Week of 170213

WLCG Operations Call details

  • At CERN the meeting room is 513 R-068.

  • For remote participation we use the Vidyo system. Instructions can be found here.

General Information

  • The purpose of the meeting is:
    • to report significant operational issues (i.e. issues which can or did degrade experiment or site operations) which are ongoing or were resolved after the previous meeting;
    • to announce or schedule interventions at Tier-1 sites;
    • to inform about recent or upcoming changes in the experiment activities or systems having a visible impact on sites;
    • to provide important news about the middleware;
    • to communicate any other information considered interesting for WLCG operations.
  • The meeting should run from 15:00 until 15:20, exceptionally to 15:30.
  • The SCOD rota for the next few weeks is at ScodRota
  • General information about the WLCG Service can be accessed from the Operations Web
  • Whenever a particular topic needs to be discussed at the daily meeting requiring information from site or experiments, it is highly recommended to announce it by email to wlcg-operations@cernSPAMNOTNOSPAMPLEASE.ch to make sure that the relevant parties have the time to collect the required information or invite the right people at the meeting.

Tier-1 downtimes

Experiments may experience problems if two or more of their Tier-1 sites are inaccessible at the same time. Therefore Tier-1 sites should do their best to avoid scheduling a downtime classified as "outage" in a time slot overlapping with an "outage" downtime already declared by another Tier-1 site supporting the same VO(s). The following procedure is recommended:

  1. A Tier-1 should check the downtimes calendar to see if another Tier-1 has already an "outage" downtime in the desired time slot.
  2. If there is a conflict, another time slot should be chosen.
  3. In case stronger constraints cannot allow to choose another time slot, the Tier-1 will point out the existence of the conflict to the SCOD mailing list and at the next WLCG operations call, to discuss it with the representatives of the experiments involved and the other Tier-1.

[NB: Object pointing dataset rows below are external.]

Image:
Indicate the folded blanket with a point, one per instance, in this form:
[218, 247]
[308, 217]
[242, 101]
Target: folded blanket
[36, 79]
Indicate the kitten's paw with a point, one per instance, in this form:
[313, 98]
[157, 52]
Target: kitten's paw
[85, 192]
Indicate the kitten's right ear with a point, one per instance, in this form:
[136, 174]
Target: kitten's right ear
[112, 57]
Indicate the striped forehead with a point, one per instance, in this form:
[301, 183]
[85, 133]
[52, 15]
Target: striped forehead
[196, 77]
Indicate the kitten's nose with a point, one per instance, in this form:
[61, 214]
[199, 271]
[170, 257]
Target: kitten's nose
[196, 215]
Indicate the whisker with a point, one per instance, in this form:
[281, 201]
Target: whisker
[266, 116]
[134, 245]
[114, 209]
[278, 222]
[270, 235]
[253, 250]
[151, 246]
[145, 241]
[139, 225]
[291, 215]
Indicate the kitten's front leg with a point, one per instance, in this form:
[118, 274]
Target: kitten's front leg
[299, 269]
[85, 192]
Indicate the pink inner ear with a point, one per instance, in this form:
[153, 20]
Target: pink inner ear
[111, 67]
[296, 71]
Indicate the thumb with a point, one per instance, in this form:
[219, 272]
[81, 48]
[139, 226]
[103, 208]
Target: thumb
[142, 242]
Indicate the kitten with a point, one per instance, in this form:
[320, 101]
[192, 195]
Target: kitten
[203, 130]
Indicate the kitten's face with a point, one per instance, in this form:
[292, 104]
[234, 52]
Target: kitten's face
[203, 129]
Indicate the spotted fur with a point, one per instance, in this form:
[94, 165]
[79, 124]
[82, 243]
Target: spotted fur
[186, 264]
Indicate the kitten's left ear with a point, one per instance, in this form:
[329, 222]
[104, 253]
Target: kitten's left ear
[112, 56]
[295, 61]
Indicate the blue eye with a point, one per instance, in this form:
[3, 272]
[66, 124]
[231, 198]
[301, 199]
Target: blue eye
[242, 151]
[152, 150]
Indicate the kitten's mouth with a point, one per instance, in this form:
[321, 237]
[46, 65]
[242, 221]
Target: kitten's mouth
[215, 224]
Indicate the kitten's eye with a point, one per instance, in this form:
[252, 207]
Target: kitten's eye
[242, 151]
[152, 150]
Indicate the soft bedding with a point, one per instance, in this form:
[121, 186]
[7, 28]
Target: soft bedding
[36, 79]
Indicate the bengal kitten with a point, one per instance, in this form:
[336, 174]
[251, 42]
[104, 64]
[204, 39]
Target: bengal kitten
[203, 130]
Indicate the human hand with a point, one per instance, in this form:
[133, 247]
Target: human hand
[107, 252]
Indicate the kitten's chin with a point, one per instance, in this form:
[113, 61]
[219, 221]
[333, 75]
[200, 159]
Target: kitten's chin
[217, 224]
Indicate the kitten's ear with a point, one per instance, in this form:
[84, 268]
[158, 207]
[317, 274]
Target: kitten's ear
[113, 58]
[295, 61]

As an additional precaution, the SCOD will check the downtimes calendar for Tier-1 "outage" downtime conflicts at least once during his/her shift, for the current and the following two weeks; in case a conflict is found, it will be discussed at the next operations call, or offline if at least one relevant experiment or site contact is absent.

Links to Tier-1 downtimes

ALICE ATLAS CMS LHCB
  BNL FNAL  

Monday

Attendance:

  • local: Kate (chair, DB), Vladimir (LHCb), Julia (WLCG), Maarten (ALICE + GGUS), Gavin (computing), Vincent (security), Andrea M. (MW Officer + storage), Jesus (storage)
  • remote: Andrew (NLT1), David B (IN2P3), David C (ATLAS), John K. (RAL), Dimitri (KIT), Pepe (PIC), Kenneth (CMS), Matteo (CNAF), Ulf (NDGF), Xin (BNL), Vincenzo (EGI), Victor (JINR), David M. (FNAL), Kyle (OSG)

Experiments round table:

  • ATLAS reports ( raw view) -
    • Very high level of running jobs, over 300k helped by 50k from HLT farm
    • Bulk reprocessing of all run 2 data still 2-3 weeks away
    • Tape staging test:
      • Last week we ran a test to stage ~150TB from each T1 tape
      • Results were mostly very good, just a couple of sites slower than expected
      • Since we submitted a large number of staging requests at the same time we set a large bringonline timeout of 48h in FTS
        • However we discovered that most sites had internal timeouts configured much smaller (4, 8, or 24h)
        • We would prefer that sites set this internal timeout high so that the FTS timeout is effective
    • CERN S3 object store is being heavily used by event service jobs, a couple of gateways were not running which impacted performance until they were quickly fixed
    • Maarten suggested opening tickets for sites with timeouts. Atlas is following up with sites concerned. Internal dCache setting is expected to be at fault.
    • Pepe (PIC) asking for the target for the tests run. It was internal and will be presented during next ATLAS SW & Computing meeting.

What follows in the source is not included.